The Absolute Best Way To Cook Bratwurst In The Oven
Beer and bratwurst: Is there anything better? Probably not, especially if you ask executive chef Pete Fjosne of Rhein Haus in Seattle. For over a decade, Fjosne and his team have been grinding and stuffing up to 250 pounds of fresh sausages every day, with a focus on Bavarian specialties like bratwurst, Polish kielbasa, summer sausage, and bierwurst.
If you can't make it to Rhein Haus, you can always cook bratwurst at home. Just follow Fjosne's advice for a perfectly-cooked sausage straight from your oven. Before you begin, grab some bratwurst! The sausage traditionally combines beef, pork, and veal, using up any trimmings ("brat" means "without waste" in German) and giving the sausage tons of flavor. If our sausages are raw, remember to poach or braise them so the interior is cooked before you work on a charred crust.
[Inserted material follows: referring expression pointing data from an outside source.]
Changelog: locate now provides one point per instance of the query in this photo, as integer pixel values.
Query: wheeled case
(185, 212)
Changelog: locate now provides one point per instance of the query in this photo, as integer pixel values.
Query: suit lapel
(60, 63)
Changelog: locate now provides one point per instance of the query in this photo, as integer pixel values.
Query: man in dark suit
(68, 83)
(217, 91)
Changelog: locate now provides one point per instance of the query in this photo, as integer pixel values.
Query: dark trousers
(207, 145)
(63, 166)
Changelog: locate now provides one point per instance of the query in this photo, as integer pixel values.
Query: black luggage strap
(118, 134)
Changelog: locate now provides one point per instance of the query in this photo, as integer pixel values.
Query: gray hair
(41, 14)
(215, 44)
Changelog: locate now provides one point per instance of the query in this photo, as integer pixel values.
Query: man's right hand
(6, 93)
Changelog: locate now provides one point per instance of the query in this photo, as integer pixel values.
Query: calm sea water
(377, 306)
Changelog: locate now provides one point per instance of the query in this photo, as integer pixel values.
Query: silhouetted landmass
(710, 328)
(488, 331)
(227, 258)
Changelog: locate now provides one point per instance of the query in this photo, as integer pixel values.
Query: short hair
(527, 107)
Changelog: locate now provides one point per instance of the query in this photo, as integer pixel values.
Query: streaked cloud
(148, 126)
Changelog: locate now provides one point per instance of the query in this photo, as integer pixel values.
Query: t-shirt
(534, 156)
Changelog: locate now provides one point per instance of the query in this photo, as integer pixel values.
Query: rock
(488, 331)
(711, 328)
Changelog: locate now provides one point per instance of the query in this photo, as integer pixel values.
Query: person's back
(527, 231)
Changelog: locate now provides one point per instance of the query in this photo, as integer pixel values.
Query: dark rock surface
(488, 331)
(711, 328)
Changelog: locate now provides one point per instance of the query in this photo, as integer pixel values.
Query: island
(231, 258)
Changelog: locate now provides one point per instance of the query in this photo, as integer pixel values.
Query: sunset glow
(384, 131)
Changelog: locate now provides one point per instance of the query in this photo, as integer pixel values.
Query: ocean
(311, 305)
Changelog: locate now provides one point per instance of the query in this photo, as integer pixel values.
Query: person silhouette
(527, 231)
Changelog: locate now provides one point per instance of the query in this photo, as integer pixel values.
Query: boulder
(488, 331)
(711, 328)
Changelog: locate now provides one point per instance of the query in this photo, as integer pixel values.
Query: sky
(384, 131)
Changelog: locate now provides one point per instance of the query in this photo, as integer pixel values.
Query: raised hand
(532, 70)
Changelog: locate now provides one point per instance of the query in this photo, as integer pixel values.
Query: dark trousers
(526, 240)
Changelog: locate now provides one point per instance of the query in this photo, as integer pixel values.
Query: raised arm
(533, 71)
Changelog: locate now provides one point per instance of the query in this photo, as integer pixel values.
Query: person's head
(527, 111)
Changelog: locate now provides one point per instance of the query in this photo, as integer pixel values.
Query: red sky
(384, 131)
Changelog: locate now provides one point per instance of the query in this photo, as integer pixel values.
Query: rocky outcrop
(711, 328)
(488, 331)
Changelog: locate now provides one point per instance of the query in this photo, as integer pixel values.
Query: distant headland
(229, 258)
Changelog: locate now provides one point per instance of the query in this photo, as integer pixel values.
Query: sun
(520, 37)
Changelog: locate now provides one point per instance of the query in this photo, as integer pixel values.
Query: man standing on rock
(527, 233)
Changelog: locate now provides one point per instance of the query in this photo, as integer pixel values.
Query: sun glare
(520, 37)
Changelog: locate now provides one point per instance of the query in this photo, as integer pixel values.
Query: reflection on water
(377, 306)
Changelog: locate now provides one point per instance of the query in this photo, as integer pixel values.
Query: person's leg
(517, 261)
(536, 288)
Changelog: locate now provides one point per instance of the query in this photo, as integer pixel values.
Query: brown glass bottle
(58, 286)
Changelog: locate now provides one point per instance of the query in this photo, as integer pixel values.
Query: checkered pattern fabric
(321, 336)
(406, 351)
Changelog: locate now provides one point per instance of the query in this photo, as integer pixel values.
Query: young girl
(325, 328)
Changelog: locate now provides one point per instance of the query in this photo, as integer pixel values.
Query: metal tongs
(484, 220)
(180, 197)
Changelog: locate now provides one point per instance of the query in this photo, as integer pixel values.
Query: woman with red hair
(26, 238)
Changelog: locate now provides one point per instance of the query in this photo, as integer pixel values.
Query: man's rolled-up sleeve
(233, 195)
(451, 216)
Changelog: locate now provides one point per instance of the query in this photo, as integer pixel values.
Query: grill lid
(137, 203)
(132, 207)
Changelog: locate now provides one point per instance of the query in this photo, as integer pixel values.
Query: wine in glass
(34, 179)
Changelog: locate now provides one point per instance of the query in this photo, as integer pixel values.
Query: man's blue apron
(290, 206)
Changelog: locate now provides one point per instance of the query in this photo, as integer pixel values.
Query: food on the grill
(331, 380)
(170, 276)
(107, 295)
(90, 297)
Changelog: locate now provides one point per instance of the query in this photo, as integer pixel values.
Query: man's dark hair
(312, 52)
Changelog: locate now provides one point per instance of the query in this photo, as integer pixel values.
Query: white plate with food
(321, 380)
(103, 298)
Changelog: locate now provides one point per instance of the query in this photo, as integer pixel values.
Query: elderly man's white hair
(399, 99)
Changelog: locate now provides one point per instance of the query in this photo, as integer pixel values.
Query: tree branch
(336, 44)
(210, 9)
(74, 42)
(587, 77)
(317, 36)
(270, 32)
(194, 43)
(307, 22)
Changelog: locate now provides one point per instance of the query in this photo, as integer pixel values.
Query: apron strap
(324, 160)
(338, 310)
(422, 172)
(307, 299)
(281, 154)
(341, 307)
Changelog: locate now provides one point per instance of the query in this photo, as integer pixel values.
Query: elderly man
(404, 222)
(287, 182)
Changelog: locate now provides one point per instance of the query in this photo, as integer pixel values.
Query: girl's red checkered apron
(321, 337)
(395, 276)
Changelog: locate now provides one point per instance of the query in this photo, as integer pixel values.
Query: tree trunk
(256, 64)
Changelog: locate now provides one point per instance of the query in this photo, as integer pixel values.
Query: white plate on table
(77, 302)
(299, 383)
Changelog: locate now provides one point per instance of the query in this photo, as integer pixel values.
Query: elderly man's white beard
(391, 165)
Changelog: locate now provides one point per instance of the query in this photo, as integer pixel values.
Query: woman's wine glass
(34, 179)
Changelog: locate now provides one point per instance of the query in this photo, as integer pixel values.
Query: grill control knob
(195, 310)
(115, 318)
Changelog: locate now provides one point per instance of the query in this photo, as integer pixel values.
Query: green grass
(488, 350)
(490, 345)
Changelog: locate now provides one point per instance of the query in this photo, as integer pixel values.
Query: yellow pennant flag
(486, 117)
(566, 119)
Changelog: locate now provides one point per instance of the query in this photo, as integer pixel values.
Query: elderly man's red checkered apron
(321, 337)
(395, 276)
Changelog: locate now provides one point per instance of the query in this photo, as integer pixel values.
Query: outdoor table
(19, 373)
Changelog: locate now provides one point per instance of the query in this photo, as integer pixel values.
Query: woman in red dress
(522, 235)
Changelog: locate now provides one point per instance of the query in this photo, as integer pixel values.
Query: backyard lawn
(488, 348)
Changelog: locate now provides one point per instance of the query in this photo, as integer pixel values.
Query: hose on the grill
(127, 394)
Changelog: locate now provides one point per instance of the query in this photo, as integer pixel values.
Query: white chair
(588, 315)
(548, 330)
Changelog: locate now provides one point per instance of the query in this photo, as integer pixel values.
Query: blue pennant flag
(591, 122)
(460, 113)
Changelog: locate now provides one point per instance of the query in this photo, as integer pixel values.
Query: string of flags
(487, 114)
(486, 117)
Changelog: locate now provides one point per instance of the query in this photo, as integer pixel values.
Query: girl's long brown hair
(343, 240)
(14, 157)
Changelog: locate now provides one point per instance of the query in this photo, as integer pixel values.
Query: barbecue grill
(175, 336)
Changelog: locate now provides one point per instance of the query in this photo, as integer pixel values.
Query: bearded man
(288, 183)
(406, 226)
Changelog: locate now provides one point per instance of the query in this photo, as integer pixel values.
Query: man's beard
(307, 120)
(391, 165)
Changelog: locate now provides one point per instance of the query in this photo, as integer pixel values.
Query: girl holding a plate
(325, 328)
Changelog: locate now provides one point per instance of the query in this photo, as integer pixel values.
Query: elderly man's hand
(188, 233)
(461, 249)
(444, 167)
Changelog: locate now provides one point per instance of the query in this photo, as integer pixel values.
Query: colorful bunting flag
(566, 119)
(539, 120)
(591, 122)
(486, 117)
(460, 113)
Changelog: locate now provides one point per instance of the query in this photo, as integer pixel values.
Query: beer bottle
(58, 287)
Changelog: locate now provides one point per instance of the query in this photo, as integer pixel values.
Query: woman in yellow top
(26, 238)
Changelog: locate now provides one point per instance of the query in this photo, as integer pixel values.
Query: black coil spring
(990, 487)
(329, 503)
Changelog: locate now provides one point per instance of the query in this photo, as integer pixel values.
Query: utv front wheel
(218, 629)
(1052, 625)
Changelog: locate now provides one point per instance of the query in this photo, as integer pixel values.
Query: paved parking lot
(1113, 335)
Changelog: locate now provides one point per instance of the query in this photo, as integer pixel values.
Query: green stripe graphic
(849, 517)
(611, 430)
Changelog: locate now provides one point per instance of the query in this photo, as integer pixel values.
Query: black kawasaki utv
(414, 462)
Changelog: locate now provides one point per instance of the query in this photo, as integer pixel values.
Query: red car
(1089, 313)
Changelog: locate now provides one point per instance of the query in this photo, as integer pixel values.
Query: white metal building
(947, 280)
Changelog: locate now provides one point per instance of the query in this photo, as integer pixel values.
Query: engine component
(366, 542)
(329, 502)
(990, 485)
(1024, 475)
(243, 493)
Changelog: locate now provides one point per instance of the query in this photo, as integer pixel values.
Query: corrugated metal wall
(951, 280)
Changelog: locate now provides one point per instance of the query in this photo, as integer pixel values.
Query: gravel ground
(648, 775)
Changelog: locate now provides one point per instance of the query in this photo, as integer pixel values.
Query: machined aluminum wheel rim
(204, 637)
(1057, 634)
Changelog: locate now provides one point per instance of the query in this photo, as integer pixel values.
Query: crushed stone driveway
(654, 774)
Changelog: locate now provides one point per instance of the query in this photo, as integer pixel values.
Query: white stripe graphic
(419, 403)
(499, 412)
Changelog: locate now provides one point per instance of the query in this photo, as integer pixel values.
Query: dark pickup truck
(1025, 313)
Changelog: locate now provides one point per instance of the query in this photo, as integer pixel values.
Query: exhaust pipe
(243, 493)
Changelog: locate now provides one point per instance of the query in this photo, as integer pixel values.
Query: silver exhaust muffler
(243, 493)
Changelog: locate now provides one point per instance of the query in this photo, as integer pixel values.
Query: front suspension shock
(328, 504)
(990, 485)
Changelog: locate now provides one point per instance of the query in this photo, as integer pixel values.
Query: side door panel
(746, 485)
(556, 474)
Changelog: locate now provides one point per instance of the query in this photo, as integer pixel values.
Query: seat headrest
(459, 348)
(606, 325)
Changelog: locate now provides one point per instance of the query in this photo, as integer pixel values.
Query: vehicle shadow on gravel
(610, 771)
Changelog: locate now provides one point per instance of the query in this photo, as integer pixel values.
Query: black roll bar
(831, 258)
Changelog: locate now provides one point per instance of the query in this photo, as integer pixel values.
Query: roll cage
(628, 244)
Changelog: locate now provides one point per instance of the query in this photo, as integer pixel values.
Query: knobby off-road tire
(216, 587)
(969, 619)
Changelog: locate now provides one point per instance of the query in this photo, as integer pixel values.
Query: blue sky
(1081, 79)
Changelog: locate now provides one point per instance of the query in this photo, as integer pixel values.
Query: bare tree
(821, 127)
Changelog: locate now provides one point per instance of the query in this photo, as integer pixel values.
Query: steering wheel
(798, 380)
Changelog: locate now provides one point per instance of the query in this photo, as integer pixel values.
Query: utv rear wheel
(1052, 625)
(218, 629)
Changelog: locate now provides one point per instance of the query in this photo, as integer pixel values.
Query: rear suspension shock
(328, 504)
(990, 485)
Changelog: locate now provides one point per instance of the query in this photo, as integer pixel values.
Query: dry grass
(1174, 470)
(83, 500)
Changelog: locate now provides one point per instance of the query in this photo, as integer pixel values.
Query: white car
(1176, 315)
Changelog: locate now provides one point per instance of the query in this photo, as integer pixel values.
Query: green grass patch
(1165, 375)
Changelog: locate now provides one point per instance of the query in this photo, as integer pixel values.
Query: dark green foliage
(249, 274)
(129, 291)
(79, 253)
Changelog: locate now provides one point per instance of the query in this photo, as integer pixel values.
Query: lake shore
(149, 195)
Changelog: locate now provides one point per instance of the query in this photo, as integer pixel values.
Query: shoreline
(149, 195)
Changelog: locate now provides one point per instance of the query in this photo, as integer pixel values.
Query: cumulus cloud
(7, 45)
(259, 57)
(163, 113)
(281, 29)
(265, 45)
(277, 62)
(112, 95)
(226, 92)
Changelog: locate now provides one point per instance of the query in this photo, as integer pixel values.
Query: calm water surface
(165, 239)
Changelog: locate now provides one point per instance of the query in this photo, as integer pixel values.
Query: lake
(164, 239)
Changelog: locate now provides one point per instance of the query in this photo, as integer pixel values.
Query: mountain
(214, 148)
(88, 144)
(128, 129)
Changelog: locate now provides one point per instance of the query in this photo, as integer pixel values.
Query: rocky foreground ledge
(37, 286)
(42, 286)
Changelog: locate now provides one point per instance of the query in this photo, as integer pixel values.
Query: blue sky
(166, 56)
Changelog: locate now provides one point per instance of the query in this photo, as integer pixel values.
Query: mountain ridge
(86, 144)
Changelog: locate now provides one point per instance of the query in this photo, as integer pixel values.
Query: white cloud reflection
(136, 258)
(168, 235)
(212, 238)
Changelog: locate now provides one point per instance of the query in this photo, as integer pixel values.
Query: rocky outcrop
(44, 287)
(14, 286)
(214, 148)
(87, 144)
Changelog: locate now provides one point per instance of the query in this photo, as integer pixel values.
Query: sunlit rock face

Fjosne always uses the oven when cooking bratwurst at home. "I preheat the oven on broil, set the brats in a cast iron pan and roast until the top of the brat is golden brown," he explains. "[Then I] flip it and broil until golden brown on the other side and serve." Since your brats are already par-cooked before going in the oven, you can focus on that golden-brown exterior and know the inside is cooked to perfection — look for an internal temperature of 155 degrees Fahrenheit.
Here's how to serve bratwurst
Whether you're cooking traditional bratwurst or one of the many regional varieties (we highly recommend Würzburger bratwurst if you're partial to German white wines), once it's cooked, it's time to get it on the plate. Use toppings, side dishes, and sauces to make the meal your own.
Bratwurst is typically served with sauerkraut and mustard, often on a bun for on-the-go eating. When it comes to mustard, you can't go wrong with grainy, brown, or Dijon. For some extra texture, spoon on pickled mustard seeds for a bit of pop in each bite. And instead of a soft hot dog bun, reach for a pretzel bun or kaiser roll for more stability.
You can get sauerkraut in a jar or a can, or make your own to really enhance the flavor. Build on the fermented cabbage flavor profile and swap your sauerkraut for spicy kimchi for a kick of heat. Or take a cue from Polish kielbasa or Italian sausage and top your brat with peppers and onions, whether sauteed or braised — ideally in beer (which you can also use to poach your brats before grilling or roasting).